Factoring out $4x^3+2x^2y-2xy^2-y^3$

Question

This can be factored as follows:

$$4x^3+2x^2y-2xy^2-y^3 = (2x^2-y^2)(2x+y)$$

What is a systematic way for finding this factorization?

Answer 1

\begin{gather*} 4x^{3} +2x^{2} y-2xy^{2} -y^{3}\\ =\left( 4x^{3} -2xy^{2}\right) +\left( 2x^{2} y-y^{3}\right)\\ =2x\left( 2x^{2} -y^{2}\right) +y\left( 2x^{2} -y^{2}\right)\\ =( 2x+y)\left( 2x^{2} -y^{2}\right) \end{gather*} Does this help?

Answer 2

Hint

$$4x^3-2xy^2=2x(2x^2-y^2)$$

$$2x^2y-y^3=y(2x^2-y^2)$$

Can you take it from here?

Answer 3

The systematic way here is whenever you have a sum of 4 terms, you can check to see if factor by grouping works.

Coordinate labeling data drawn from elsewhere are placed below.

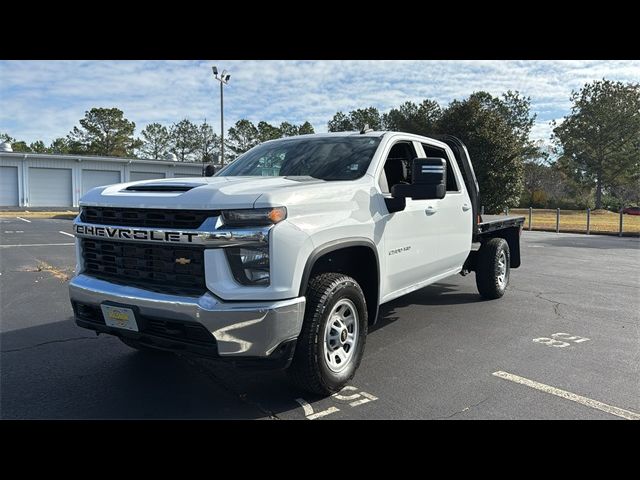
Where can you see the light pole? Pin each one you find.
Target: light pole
(223, 78)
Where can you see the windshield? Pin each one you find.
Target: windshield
(327, 158)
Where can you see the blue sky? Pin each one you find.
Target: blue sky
(45, 99)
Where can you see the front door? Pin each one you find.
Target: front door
(454, 212)
(411, 252)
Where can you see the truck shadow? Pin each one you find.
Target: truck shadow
(59, 371)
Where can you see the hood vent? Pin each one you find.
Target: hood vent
(163, 187)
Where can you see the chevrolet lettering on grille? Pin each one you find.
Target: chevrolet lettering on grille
(134, 234)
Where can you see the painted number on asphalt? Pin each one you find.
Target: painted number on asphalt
(353, 399)
(560, 340)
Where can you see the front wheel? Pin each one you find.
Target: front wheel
(493, 268)
(331, 343)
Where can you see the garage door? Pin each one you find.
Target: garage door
(97, 178)
(50, 187)
(8, 186)
(135, 176)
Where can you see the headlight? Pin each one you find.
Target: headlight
(250, 266)
(253, 217)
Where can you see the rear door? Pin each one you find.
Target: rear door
(454, 213)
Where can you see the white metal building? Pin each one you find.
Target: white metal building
(45, 180)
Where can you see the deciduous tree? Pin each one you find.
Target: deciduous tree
(599, 141)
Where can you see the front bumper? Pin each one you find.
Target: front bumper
(240, 329)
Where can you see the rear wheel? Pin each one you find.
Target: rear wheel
(331, 343)
(492, 268)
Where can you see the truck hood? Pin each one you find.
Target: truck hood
(197, 192)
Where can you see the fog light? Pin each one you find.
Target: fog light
(250, 266)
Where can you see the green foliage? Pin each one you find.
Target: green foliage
(184, 140)
(495, 131)
(20, 146)
(104, 131)
(305, 129)
(266, 131)
(412, 118)
(208, 143)
(356, 120)
(599, 141)
(60, 145)
(155, 141)
(242, 136)
(38, 147)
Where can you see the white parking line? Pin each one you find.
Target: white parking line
(308, 410)
(619, 412)
(36, 245)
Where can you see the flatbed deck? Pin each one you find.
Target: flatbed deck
(491, 223)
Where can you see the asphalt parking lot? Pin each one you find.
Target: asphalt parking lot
(563, 343)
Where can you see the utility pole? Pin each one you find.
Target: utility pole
(223, 78)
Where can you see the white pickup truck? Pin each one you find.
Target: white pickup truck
(283, 258)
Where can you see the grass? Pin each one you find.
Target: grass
(602, 221)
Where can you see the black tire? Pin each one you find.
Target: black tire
(142, 347)
(309, 369)
(487, 269)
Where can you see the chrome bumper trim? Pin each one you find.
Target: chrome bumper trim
(252, 329)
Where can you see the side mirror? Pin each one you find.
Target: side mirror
(209, 171)
(428, 180)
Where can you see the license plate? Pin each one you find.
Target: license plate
(119, 317)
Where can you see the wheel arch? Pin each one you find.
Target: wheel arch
(344, 256)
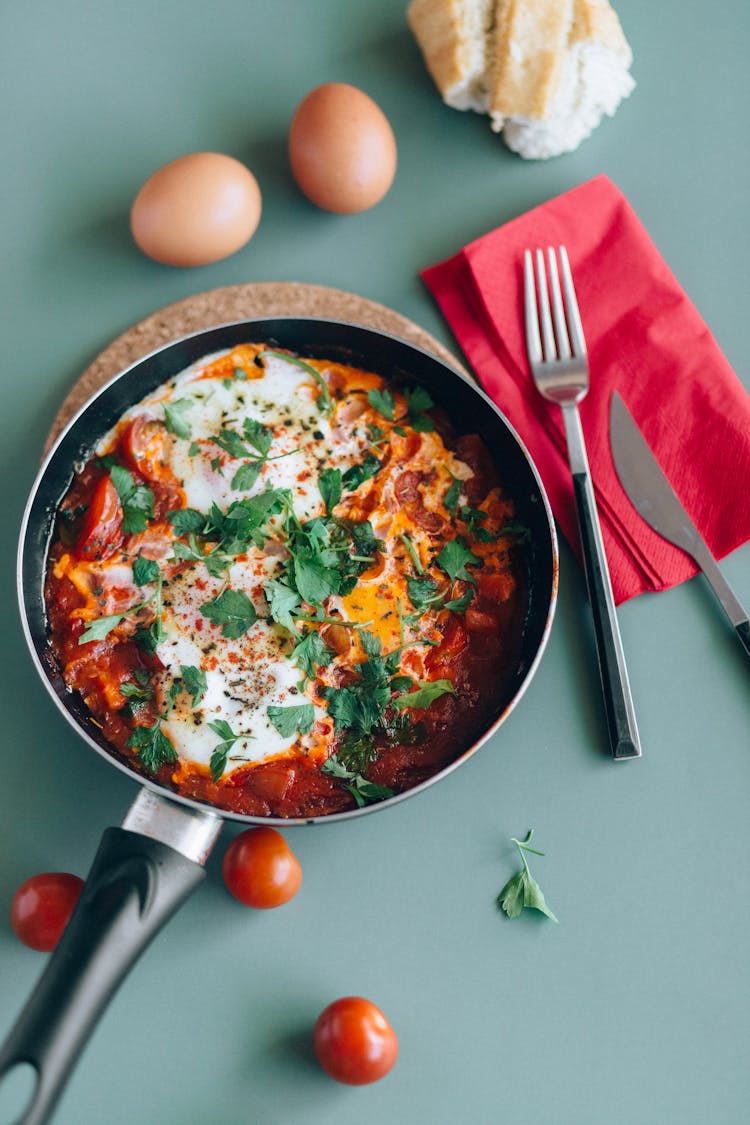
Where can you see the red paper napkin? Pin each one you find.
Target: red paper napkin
(647, 340)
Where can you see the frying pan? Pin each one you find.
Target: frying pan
(145, 869)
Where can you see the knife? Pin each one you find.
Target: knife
(656, 501)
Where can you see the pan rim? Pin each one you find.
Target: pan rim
(160, 790)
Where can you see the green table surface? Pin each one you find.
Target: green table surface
(634, 1009)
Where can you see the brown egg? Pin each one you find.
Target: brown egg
(342, 149)
(196, 209)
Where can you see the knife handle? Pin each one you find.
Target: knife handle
(743, 632)
(624, 739)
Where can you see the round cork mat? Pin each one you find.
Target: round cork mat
(235, 303)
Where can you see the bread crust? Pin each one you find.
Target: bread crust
(507, 57)
(530, 42)
(452, 37)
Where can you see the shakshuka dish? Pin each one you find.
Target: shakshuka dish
(285, 586)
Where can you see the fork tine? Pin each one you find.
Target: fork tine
(545, 315)
(558, 312)
(533, 339)
(575, 325)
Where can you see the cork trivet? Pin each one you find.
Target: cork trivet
(236, 303)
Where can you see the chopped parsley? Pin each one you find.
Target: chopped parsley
(455, 557)
(195, 682)
(233, 611)
(152, 746)
(325, 402)
(310, 653)
(363, 791)
(220, 753)
(144, 570)
(137, 501)
(363, 470)
(427, 691)
(330, 484)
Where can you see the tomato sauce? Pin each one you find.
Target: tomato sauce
(443, 596)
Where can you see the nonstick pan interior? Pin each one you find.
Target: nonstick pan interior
(470, 412)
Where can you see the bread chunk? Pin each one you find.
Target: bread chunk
(453, 36)
(545, 71)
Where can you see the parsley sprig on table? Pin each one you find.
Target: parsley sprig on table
(523, 890)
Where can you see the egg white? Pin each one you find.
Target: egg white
(244, 676)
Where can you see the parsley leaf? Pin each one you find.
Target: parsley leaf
(100, 628)
(523, 890)
(246, 475)
(325, 402)
(288, 720)
(455, 557)
(414, 554)
(195, 682)
(231, 442)
(330, 483)
(309, 653)
(382, 402)
(144, 570)
(220, 753)
(283, 602)
(152, 746)
(232, 610)
(137, 501)
(363, 791)
(315, 581)
(426, 693)
(423, 592)
(139, 691)
(417, 402)
(174, 421)
(358, 474)
(260, 437)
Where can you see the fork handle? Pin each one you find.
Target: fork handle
(624, 739)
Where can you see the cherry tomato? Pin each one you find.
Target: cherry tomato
(101, 527)
(261, 870)
(42, 907)
(353, 1041)
(144, 448)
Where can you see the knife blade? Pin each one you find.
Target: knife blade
(656, 501)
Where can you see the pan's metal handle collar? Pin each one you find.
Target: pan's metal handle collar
(190, 831)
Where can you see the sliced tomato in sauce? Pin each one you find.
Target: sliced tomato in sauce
(101, 525)
(144, 448)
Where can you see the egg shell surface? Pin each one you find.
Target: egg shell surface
(342, 149)
(196, 209)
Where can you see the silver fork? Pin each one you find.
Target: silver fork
(559, 366)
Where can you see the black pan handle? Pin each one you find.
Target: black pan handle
(135, 885)
(624, 740)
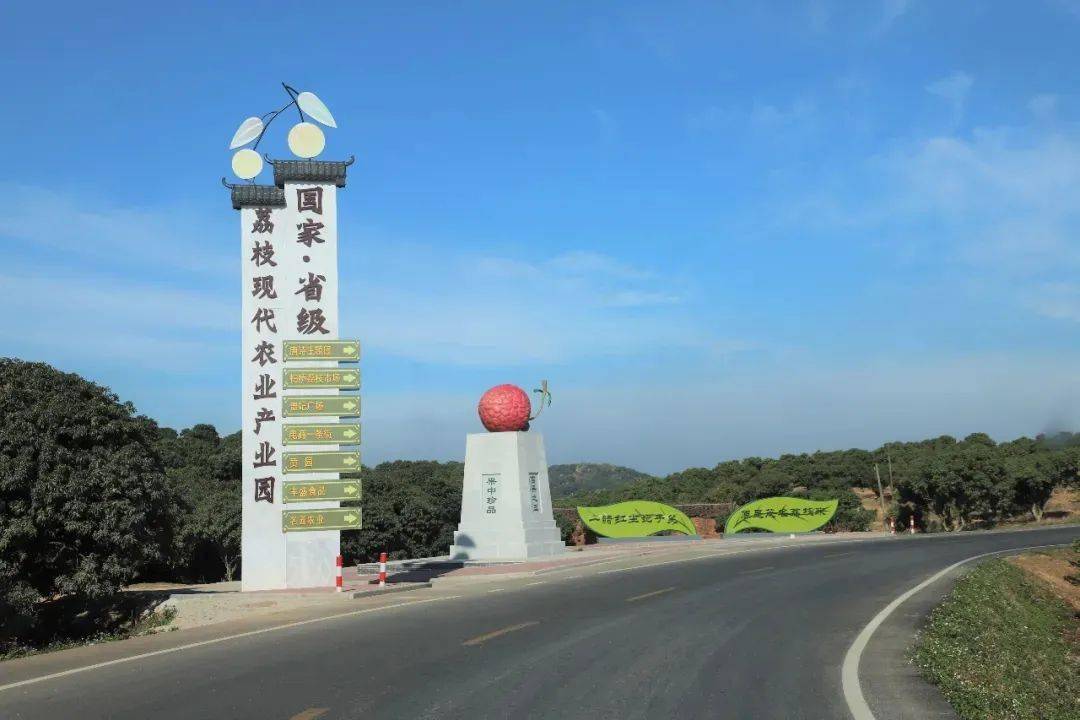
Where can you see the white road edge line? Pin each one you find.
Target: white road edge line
(728, 551)
(849, 671)
(261, 630)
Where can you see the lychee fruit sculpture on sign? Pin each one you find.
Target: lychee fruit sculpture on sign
(505, 408)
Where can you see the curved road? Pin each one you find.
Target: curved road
(728, 632)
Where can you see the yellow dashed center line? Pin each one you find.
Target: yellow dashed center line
(648, 595)
(311, 714)
(481, 639)
(746, 572)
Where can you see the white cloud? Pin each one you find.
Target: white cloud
(489, 311)
(1043, 106)
(103, 230)
(953, 89)
(663, 426)
(892, 11)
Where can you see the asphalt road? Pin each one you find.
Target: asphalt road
(693, 634)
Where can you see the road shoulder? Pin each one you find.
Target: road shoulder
(891, 684)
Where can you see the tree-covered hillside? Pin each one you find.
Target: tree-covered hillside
(580, 477)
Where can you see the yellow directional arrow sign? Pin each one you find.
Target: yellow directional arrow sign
(309, 406)
(320, 462)
(305, 491)
(306, 520)
(318, 433)
(321, 378)
(343, 351)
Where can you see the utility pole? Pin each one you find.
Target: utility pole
(892, 487)
(880, 496)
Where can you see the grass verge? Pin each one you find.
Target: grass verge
(148, 624)
(1003, 648)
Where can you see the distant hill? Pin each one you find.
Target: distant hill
(585, 476)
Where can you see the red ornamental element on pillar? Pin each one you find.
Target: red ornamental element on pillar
(504, 408)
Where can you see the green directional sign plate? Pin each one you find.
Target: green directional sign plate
(635, 518)
(306, 520)
(306, 491)
(321, 462)
(321, 378)
(313, 406)
(318, 433)
(343, 351)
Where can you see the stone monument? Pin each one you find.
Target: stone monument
(505, 501)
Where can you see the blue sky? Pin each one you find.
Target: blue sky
(717, 229)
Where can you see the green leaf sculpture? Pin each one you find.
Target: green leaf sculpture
(635, 518)
(782, 515)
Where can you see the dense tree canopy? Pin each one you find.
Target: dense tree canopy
(203, 472)
(82, 496)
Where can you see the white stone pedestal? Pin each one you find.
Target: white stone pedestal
(505, 502)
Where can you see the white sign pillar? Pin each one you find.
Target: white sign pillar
(311, 279)
(265, 321)
(505, 501)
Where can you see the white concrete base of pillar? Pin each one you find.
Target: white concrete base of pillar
(505, 501)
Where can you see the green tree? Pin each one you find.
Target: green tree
(203, 474)
(960, 484)
(81, 491)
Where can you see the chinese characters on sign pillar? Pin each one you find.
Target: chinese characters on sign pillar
(289, 290)
(293, 381)
(310, 257)
(490, 488)
(534, 492)
(264, 308)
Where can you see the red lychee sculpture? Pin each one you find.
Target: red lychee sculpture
(504, 408)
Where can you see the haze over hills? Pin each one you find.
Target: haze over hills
(574, 478)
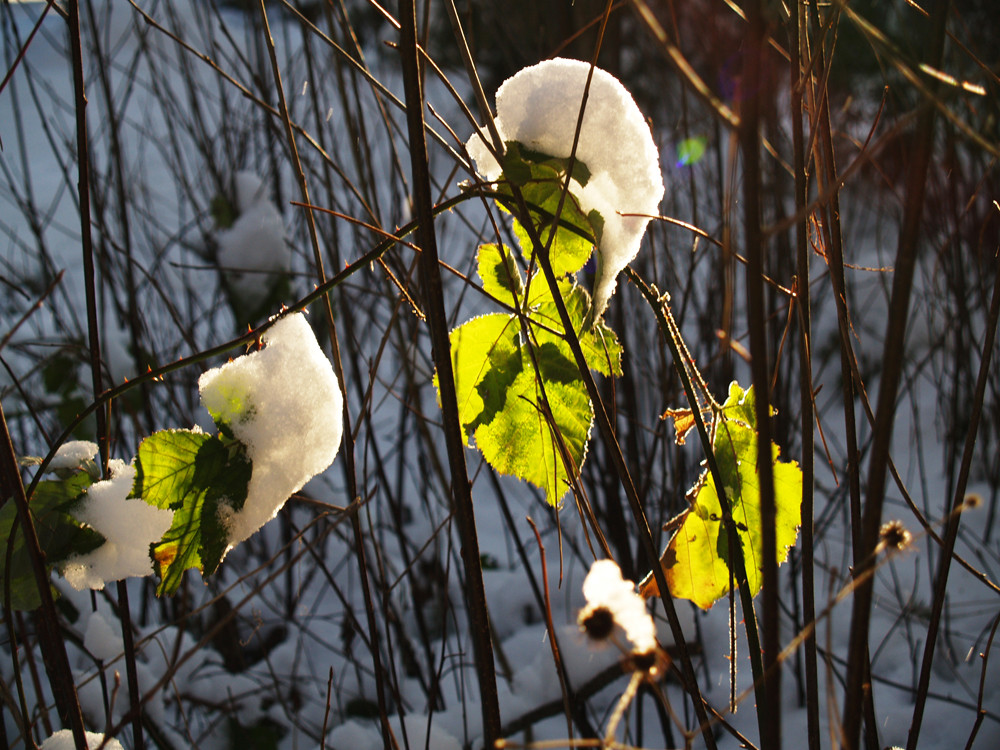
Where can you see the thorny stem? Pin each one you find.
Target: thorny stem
(441, 349)
(769, 691)
(798, 33)
(889, 382)
(951, 528)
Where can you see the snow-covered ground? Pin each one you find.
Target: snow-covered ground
(293, 665)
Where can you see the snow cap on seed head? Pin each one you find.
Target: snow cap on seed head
(608, 594)
(539, 107)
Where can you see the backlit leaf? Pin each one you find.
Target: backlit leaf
(200, 477)
(696, 562)
(60, 535)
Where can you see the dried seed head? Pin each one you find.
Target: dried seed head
(653, 663)
(597, 622)
(894, 536)
(616, 600)
(972, 501)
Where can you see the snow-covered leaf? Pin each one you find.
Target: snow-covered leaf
(60, 535)
(203, 480)
(523, 416)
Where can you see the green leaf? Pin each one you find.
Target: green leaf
(696, 562)
(542, 179)
(60, 535)
(201, 478)
(477, 348)
(691, 150)
(523, 438)
(600, 344)
(499, 272)
(523, 417)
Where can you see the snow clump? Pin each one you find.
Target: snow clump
(284, 404)
(63, 740)
(539, 107)
(73, 455)
(611, 600)
(255, 242)
(128, 525)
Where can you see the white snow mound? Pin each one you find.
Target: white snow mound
(129, 526)
(73, 455)
(539, 107)
(63, 740)
(283, 402)
(254, 247)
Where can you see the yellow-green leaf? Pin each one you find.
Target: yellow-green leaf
(696, 562)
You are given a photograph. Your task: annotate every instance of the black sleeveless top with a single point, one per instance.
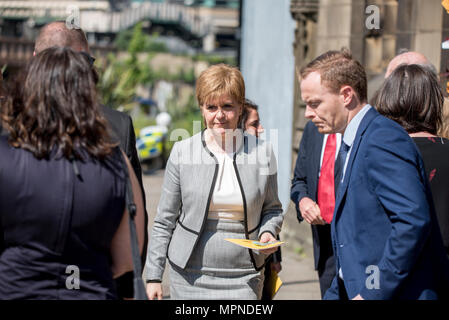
(435, 153)
(56, 227)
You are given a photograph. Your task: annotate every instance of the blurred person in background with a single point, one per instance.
(215, 187)
(62, 205)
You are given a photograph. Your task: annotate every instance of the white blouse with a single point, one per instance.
(227, 201)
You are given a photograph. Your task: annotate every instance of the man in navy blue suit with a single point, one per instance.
(385, 235)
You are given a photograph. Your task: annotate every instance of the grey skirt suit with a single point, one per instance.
(202, 264)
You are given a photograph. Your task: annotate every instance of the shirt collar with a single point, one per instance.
(351, 129)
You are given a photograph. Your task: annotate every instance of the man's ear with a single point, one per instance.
(347, 94)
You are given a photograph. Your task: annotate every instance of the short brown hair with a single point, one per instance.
(412, 97)
(56, 107)
(337, 69)
(56, 34)
(218, 80)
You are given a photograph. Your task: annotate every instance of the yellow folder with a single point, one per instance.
(274, 283)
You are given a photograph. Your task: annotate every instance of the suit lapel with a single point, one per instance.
(369, 116)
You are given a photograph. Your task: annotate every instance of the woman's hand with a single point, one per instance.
(154, 290)
(267, 237)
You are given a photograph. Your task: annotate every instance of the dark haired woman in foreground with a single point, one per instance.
(412, 97)
(62, 205)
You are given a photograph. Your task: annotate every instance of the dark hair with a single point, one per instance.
(412, 97)
(337, 69)
(55, 106)
(248, 104)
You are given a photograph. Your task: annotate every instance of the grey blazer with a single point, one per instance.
(188, 185)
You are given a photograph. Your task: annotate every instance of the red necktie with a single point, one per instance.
(326, 192)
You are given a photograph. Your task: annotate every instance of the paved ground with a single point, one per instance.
(300, 281)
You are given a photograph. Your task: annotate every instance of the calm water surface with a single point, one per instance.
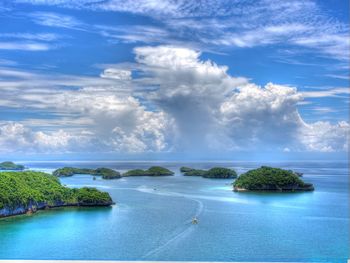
(152, 219)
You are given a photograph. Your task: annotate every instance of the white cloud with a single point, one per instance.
(118, 74)
(51, 19)
(325, 137)
(328, 92)
(16, 137)
(175, 102)
(26, 46)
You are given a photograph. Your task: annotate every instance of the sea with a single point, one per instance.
(152, 218)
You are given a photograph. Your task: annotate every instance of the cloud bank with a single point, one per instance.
(169, 100)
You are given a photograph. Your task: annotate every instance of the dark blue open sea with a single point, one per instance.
(152, 219)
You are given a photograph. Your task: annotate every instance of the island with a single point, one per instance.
(152, 171)
(106, 173)
(270, 179)
(215, 172)
(11, 166)
(29, 191)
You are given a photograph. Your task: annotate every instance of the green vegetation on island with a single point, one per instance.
(216, 172)
(11, 166)
(106, 173)
(27, 192)
(270, 179)
(152, 171)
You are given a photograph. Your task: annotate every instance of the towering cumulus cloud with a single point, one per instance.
(169, 100)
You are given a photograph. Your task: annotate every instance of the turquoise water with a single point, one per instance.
(152, 219)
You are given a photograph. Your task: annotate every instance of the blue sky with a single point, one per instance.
(174, 79)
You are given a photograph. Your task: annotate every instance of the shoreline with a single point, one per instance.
(48, 208)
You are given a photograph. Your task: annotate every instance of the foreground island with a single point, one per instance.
(216, 172)
(105, 173)
(270, 179)
(11, 166)
(27, 192)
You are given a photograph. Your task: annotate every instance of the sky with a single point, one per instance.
(174, 79)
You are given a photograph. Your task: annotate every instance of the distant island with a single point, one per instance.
(27, 192)
(152, 171)
(11, 166)
(106, 173)
(271, 179)
(216, 172)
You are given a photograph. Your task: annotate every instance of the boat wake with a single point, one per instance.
(187, 228)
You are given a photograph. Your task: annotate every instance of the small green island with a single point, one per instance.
(105, 173)
(11, 166)
(152, 171)
(215, 172)
(29, 191)
(271, 179)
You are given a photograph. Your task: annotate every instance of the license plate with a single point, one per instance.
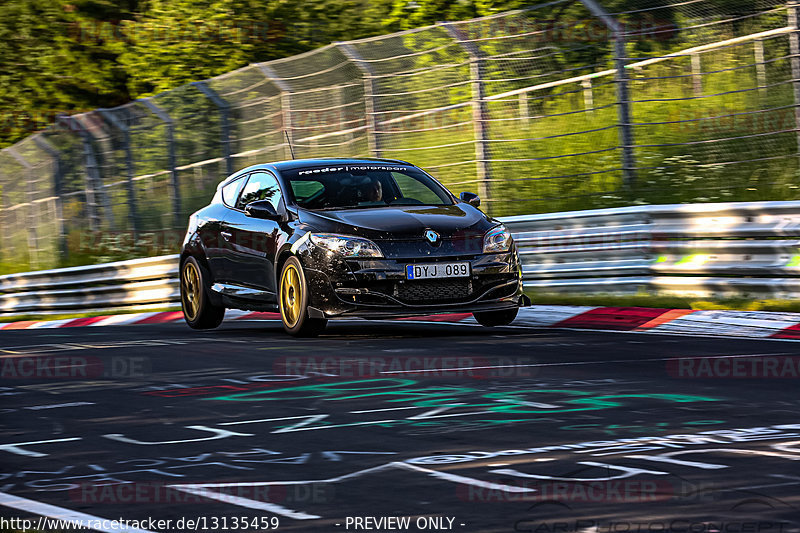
(437, 270)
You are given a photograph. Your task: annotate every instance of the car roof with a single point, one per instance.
(300, 163)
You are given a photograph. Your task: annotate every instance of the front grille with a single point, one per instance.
(433, 290)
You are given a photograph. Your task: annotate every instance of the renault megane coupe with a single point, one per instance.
(317, 239)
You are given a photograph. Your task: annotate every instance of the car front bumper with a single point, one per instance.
(378, 288)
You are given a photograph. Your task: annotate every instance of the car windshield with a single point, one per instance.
(363, 186)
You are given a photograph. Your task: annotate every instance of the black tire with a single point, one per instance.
(491, 319)
(198, 311)
(293, 302)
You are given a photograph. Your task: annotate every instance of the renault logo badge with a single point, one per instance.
(432, 236)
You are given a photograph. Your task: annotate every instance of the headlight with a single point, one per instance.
(346, 245)
(496, 240)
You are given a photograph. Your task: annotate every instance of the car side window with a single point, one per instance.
(260, 186)
(231, 191)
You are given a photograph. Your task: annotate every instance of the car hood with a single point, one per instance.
(400, 222)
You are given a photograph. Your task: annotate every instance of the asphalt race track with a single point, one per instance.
(438, 426)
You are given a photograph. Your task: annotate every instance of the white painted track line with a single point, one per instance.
(82, 520)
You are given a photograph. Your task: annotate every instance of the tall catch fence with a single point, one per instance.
(562, 106)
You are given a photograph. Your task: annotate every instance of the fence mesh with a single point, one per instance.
(554, 107)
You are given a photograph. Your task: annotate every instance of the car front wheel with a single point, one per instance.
(496, 318)
(293, 299)
(198, 311)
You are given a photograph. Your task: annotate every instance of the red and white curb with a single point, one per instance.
(749, 324)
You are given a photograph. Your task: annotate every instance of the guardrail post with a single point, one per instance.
(58, 190)
(33, 240)
(174, 183)
(480, 110)
(92, 172)
(697, 76)
(286, 104)
(224, 120)
(133, 213)
(588, 94)
(370, 91)
(794, 49)
(761, 69)
(623, 97)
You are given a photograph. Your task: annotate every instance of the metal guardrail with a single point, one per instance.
(698, 250)
(124, 284)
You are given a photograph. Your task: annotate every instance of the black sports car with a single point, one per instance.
(324, 238)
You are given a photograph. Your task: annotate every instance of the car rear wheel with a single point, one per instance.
(198, 311)
(496, 318)
(293, 299)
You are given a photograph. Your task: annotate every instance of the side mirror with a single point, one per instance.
(470, 198)
(261, 209)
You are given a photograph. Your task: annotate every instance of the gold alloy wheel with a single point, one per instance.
(190, 294)
(291, 295)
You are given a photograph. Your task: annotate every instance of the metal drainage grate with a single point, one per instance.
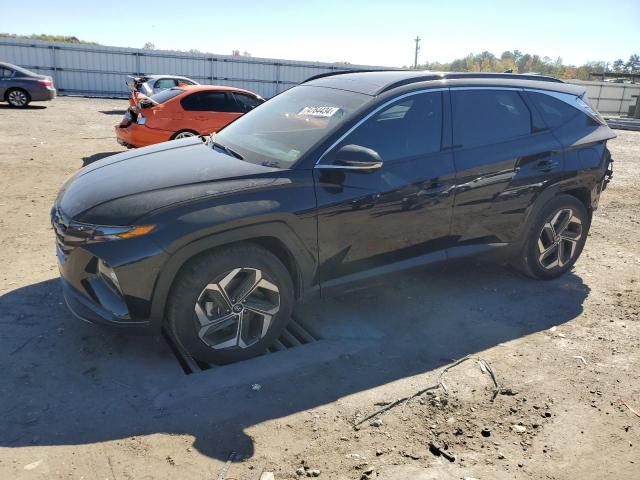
(294, 335)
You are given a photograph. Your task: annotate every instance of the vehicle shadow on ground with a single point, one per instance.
(28, 107)
(113, 112)
(96, 156)
(70, 383)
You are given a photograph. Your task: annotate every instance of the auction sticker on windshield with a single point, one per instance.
(319, 111)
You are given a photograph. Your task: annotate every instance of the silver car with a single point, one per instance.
(151, 84)
(19, 86)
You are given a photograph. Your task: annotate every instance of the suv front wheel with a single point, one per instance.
(556, 238)
(230, 304)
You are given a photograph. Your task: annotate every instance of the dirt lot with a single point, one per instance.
(77, 401)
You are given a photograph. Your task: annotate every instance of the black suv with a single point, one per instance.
(342, 178)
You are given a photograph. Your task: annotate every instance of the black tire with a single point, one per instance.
(17, 97)
(208, 268)
(530, 261)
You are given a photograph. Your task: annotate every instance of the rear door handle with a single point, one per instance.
(547, 165)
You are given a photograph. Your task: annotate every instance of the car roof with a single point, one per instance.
(376, 82)
(219, 88)
(155, 77)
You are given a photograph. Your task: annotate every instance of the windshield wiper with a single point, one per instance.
(224, 148)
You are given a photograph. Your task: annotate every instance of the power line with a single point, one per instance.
(415, 61)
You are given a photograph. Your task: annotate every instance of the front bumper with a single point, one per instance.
(43, 94)
(134, 135)
(92, 296)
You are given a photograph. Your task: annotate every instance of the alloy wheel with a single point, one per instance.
(558, 240)
(17, 98)
(236, 310)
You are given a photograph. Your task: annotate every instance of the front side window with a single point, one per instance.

In a sum of the form $a+b+c+d$, factor by grouping works if and only if $ad=bc$. If it does, then you pull out the greatest common factor of $a$ and $b$. When you do so, you will be GUARANTEED to be able to pull a factor out of $c+d$ to match the binomial you got when factoring out $a+b$, as in lab's answer above.